Pittsburgh signed Wallace in September 2013, after he was a final cut from Tampa Bay. The Steelers projected him as a back-up at both center and guard. He dressed for his first game with Pittsburgh against Baltimore on October 20.

Following a week-14 loss against the Dolphins during the 2013 season, Wallace was fined $17,875 by the NFL for two infractions. One was for striking an opponent late and another for grabbing/hitting another player's private area.
During a week-14 game in 2015 against the Denver Broncos, Wallace delivered a late hit against Broncos safety David Bruton, resulting in a personal foul and fine of $23,152.
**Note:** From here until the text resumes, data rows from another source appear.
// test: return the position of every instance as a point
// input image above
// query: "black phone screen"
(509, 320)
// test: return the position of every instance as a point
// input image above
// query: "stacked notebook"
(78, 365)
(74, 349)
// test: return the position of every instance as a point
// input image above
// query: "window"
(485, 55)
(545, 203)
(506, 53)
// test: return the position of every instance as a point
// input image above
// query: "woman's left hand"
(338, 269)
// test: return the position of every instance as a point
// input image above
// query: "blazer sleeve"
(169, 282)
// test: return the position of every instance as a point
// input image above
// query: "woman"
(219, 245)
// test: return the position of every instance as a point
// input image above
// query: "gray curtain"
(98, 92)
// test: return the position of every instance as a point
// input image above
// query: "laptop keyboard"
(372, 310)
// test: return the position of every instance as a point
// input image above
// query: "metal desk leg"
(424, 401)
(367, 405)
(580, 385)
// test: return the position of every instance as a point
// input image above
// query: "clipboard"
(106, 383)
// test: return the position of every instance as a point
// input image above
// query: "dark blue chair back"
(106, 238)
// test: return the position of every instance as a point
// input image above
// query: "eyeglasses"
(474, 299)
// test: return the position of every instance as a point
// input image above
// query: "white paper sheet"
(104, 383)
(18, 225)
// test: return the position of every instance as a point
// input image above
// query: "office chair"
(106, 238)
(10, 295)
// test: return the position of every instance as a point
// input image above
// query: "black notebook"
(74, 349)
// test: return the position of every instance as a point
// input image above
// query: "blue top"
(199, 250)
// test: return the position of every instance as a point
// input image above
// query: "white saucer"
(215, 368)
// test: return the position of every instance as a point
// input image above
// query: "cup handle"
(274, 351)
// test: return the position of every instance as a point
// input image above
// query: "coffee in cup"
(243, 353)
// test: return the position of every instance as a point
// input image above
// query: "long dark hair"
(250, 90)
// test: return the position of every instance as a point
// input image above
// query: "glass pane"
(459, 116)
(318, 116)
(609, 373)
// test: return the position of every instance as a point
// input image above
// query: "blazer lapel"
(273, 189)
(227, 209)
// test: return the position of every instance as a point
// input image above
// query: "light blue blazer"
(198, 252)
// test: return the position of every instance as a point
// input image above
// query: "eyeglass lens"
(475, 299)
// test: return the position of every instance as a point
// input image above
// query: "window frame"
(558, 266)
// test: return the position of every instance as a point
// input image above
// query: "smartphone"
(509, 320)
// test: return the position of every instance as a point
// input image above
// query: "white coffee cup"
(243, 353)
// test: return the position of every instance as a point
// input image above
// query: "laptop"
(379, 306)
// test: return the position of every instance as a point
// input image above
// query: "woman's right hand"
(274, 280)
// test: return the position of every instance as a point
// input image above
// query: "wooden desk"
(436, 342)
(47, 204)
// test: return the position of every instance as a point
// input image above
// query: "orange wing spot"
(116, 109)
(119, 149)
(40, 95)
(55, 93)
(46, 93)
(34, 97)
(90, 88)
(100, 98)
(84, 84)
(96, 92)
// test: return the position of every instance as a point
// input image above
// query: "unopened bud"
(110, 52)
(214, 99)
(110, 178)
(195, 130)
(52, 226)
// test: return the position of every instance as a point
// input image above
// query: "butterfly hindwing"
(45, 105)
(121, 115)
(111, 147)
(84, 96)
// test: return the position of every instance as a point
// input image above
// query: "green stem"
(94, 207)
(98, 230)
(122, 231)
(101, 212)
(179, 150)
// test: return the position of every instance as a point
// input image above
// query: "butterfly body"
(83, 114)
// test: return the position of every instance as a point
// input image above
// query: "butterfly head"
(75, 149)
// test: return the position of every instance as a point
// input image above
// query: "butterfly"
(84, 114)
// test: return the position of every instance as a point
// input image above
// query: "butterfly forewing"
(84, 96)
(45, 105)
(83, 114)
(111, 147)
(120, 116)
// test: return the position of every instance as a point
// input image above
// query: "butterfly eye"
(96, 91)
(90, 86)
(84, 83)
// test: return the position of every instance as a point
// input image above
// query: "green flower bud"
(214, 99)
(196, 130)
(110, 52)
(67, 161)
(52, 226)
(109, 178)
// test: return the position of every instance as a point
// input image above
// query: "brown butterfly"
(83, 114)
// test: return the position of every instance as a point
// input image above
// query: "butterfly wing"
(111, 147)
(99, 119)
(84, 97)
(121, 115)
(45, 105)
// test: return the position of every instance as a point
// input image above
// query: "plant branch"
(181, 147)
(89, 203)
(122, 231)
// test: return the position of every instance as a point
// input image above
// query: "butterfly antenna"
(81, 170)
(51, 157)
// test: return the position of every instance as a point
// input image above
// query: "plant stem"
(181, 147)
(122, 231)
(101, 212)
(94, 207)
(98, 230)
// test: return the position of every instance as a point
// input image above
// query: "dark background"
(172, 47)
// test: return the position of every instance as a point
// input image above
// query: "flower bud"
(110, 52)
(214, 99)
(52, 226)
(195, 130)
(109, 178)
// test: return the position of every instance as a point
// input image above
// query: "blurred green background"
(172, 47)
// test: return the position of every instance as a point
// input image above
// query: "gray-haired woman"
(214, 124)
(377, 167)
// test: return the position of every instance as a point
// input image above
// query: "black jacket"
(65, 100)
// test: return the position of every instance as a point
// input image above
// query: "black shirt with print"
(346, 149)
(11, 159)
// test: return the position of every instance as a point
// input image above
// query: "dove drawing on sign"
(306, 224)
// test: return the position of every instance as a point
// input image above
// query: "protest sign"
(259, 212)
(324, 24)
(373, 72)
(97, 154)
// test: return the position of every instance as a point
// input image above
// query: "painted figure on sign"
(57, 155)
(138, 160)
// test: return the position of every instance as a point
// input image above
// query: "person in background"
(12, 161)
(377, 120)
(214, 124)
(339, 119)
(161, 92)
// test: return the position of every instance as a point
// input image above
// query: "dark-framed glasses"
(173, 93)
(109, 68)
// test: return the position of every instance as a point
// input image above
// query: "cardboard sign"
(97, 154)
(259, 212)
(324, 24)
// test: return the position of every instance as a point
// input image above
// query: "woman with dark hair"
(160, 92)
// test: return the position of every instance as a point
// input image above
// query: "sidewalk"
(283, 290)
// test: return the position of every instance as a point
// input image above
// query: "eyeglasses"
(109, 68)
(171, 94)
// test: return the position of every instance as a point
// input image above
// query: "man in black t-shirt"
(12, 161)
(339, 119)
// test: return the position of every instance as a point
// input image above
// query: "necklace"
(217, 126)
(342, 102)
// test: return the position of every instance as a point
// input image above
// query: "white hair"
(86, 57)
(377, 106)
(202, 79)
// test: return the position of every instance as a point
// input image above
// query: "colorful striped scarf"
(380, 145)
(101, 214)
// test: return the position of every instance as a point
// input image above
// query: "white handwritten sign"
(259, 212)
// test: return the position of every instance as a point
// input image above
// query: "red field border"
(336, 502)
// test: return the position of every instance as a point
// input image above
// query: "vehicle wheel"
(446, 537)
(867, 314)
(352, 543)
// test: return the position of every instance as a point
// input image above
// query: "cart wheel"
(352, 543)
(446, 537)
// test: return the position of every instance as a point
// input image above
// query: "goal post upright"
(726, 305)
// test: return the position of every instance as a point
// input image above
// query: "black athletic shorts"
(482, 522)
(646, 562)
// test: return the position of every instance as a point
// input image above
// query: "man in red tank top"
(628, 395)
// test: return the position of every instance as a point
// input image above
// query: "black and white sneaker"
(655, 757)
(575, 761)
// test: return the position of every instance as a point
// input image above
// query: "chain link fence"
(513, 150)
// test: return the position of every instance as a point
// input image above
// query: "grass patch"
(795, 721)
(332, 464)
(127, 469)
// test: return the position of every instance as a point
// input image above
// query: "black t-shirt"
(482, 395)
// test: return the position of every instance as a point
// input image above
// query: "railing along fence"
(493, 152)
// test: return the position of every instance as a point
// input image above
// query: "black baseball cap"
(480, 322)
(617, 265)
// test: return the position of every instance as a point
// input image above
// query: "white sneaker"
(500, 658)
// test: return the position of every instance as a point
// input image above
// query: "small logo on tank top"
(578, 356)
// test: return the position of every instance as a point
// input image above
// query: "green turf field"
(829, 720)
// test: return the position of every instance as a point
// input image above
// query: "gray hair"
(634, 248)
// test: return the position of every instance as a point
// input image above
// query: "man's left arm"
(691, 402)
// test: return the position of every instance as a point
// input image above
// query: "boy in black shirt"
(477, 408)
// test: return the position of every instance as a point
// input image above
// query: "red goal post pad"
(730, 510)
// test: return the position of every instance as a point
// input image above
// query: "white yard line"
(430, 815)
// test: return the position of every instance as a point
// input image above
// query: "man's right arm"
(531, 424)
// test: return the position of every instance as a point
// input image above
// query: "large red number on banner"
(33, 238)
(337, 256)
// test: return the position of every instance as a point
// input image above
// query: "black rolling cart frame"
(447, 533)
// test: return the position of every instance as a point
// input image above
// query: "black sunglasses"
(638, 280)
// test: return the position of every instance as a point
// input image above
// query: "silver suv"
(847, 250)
Wallace injured his knee during the 2016 preseason and was inactive for the first seven games of the season before being placed on injured reserve on November 5, 2016.

==Personal life==
Wallace was raised by his paternal grandparents, since both his parents died when he was young. When he was 8, his father, aged 43, died in prison. His mother died of an unknown illness when he was 16, and was unable to take care of her two children many years before that. To feel his mother's presence, he wears her stud earrings. Wallace stated: "Going through so much at a young age, it seems like I can handle more difficult situations maybe easier than most people. I just kind of look at everything in a little bigger picture." 49ers head coach Mike Nolan compared Wallace to former 49ers center Jeremy Newberry as "a no-nonsense guy when it comes to football."

He received his bachelor's degree in sport management from Texas A&M in May 2007, prior to his senior season. He worked on a master's degree his senior season.

On May 22, 2010, Wallace married his longtime girlfriend, Chely Marie George of Pleasanton, California.